A forecast from The Diffusion Group last week calls for the rate of cord-cutting in the U.S. to nearly quadruple over the next 5 years compared to the rate for the prior 5 years. TDG expects by 2025 pay-TV subscribers will contract by 36% from 2020, compared with a 9.5% contraction experienced in the 2015-2019 period.
Overall TDG sees legacy pay-TV providers ending 2020 with around 76 million subscribers. TDG also sees virtual pay-TV providers ending 2020 with around 11 million subscribers.
The 36% drop would imply about 49 million legacy pay-TV subscribers in 2025. By 2025, TDG forecasts 58 million U.S. broadband households - less than half of their total - to not have any form of pay-TV service.
Related, CNBC reported a couple days ago that three large, though unnamed, media companies, expect around 25 million U.S. households to cut the cord in the next 5 years, with pay-TV subscriptions stabilizing around 50 million, which would be roughly in line with TDG’s estimate.
All large media companies have launched or announced plans to launch direct-to-consumer streaming services, with either ad-supported, paid or hybrid models. These services mitigate the impact of cord-cutting but also accelerate its rate, as consumers have more options for how to access their favorite programming.

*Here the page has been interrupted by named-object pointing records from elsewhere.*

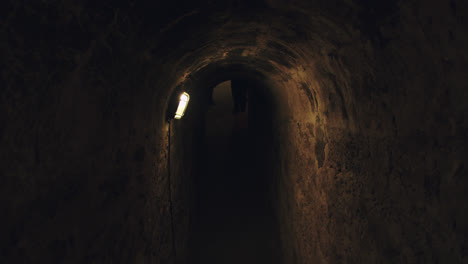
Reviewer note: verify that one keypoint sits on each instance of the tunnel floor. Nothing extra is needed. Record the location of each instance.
(235, 222)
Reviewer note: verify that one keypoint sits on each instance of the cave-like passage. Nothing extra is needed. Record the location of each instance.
(234, 222)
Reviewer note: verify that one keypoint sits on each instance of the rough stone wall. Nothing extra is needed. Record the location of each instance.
(83, 171)
(374, 172)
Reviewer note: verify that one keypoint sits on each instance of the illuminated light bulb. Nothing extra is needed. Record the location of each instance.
(183, 102)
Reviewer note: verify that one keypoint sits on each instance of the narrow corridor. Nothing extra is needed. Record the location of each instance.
(235, 223)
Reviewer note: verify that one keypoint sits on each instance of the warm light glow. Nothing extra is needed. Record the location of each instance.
(184, 98)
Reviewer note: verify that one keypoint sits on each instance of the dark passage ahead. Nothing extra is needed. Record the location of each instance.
(235, 223)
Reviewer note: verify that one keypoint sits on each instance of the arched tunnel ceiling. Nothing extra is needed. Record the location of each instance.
(370, 124)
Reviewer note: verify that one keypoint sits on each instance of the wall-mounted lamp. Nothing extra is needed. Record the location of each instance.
(183, 102)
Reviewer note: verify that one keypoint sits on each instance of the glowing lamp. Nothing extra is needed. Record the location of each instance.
(183, 102)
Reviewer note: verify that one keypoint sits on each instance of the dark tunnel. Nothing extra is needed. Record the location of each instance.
(324, 131)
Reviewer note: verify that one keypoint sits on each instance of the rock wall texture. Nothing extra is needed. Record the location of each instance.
(367, 104)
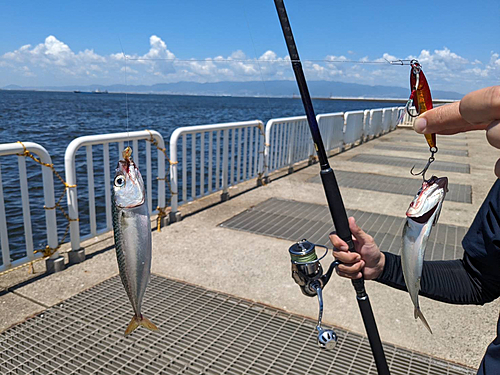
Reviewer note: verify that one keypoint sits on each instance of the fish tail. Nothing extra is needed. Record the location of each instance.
(418, 314)
(137, 321)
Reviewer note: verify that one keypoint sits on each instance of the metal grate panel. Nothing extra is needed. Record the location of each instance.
(201, 332)
(422, 149)
(442, 143)
(395, 185)
(293, 221)
(410, 162)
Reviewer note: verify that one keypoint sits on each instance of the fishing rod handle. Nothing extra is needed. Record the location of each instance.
(336, 206)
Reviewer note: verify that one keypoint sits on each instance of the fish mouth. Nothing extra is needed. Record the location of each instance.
(425, 217)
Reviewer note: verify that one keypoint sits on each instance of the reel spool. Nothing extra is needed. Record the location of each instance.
(308, 274)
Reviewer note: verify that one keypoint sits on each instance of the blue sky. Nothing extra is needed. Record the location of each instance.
(70, 42)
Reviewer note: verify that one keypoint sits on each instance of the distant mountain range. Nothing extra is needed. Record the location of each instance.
(322, 89)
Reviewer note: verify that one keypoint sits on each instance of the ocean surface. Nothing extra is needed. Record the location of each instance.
(54, 119)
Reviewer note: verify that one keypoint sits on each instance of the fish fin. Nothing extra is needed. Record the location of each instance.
(140, 321)
(418, 314)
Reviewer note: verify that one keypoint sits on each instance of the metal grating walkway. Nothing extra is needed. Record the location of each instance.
(442, 142)
(395, 185)
(410, 162)
(423, 149)
(202, 332)
(293, 221)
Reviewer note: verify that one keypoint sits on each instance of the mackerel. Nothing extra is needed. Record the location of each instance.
(421, 216)
(132, 232)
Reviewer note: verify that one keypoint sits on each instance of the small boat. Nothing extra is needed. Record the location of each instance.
(97, 91)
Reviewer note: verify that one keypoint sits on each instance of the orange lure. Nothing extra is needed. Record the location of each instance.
(421, 95)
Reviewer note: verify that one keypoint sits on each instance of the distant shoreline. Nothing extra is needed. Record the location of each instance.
(340, 98)
(399, 100)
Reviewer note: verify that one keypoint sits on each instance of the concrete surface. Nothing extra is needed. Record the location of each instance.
(258, 268)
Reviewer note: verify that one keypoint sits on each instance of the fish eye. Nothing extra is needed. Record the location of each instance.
(119, 181)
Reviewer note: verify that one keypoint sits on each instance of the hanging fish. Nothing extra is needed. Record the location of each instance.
(422, 214)
(132, 232)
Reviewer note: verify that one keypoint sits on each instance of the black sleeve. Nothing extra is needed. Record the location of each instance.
(453, 281)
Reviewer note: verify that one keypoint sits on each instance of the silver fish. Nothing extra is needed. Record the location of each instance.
(422, 214)
(132, 232)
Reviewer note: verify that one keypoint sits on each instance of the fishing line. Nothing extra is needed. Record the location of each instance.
(284, 60)
(126, 91)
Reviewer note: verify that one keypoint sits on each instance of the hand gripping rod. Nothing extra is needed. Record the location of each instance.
(335, 203)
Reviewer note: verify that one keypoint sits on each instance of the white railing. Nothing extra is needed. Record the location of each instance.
(288, 141)
(203, 160)
(49, 200)
(105, 140)
(213, 157)
(386, 120)
(331, 127)
(353, 132)
(376, 125)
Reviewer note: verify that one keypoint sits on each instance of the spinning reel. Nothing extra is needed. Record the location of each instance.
(308, 274)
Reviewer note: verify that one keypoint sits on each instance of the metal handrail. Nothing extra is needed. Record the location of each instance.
(240, 163)
(49, 199)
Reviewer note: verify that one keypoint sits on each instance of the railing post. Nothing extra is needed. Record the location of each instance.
(225, 166)
(291, 146)
(55, 263)
(267, 152)
(174, 180)
(76, 254)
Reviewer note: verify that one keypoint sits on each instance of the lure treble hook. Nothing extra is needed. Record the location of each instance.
(433, 150)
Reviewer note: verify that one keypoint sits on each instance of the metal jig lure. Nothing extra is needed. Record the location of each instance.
(422, 101)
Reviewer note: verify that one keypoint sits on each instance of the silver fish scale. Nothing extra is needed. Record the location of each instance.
(120, 256)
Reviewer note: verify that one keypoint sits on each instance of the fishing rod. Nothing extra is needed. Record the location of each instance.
(306, 269)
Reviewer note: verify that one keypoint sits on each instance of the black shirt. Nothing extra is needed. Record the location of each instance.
(475, 279)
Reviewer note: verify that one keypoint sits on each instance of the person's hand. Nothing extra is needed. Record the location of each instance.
(367, 261)
(478, 110)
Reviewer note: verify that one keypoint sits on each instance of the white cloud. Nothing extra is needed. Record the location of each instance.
(54, 62)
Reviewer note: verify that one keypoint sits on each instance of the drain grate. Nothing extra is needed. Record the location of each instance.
(202, 332)
(442, 143)
(410, 162)
(395, 185)
(293, 221)
(423, 149)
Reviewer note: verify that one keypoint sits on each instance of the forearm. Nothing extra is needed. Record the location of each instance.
(453, 281)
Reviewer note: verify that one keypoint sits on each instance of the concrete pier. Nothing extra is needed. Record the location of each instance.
(256, 267)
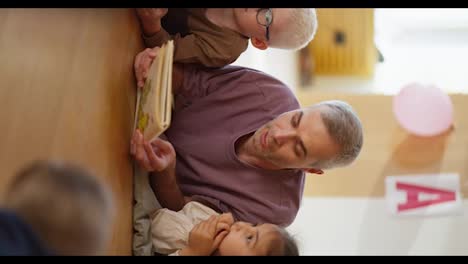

TDG sees broadband-only households as taking greater control of how to configure their preferred set of services, compared with pay-TV operators’ bundling model of the past. I’ve seen varying research on how many paid streaming services consumers will be willing to eventually take. As cord-cutting increases, there’s clearly going to be an escalating battle for paid subscribers, because advertising alone isn’t going to replace lost pay-TV subscription spending for TV networks and other content providers.